05/09/2007

Trop fort ce Pierre Weiss

 Il est parvenu à faire entendre sa voix au milieu du brouhaha qui tourne en boucle autour du sempiternel dilemme : faut-il ou non parler du milliardaire qui, lorsqu’il ne peint pas le noir sur les murailles, claque des millions pour clamer par avance son innocence, avant même d’avoir été accusé… Comme lorsqu’un malappris se laisse aller dans un ascenseur bondé, avant de se pincer le nez en premier, ostensiblement…

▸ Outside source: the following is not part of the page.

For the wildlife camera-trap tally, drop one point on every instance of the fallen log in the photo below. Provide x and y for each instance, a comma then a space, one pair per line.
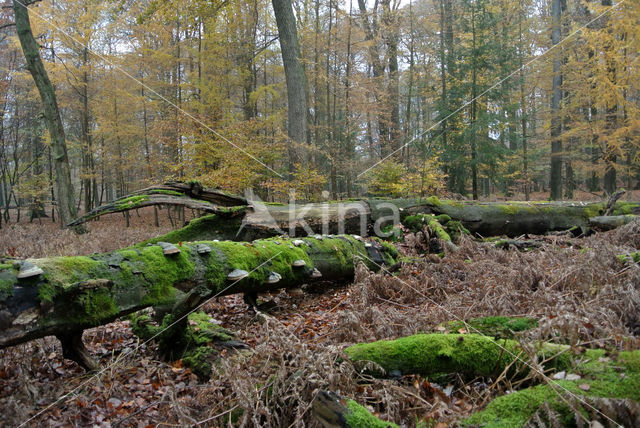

Donc Pierre, tu veux fusionner radicaux, libéraux et démo-chrétiens. Excellente idée, que j’approuve à 100%, même si je suis le premier conscient que ce ne sera pas facile. Tiens, rien que dans le nom que tu proposes pour le nouveau parti : parti libéral démocrate. C’est vrai que nous sommes tous libéraux et démocrates, quoiqu’à des degrés divers, mais que devient la tradition radicale dans l’histoire ? Non, soit il faut trouver un nom qui évoque les 3 entités, soit il faut un nom complètement nouveau, comme le Mo-Dem, en France, nom surgi de la base qui s’est imposé tout naturellement pour recouvrir les différentes tendances de ce mouvement fusionnel.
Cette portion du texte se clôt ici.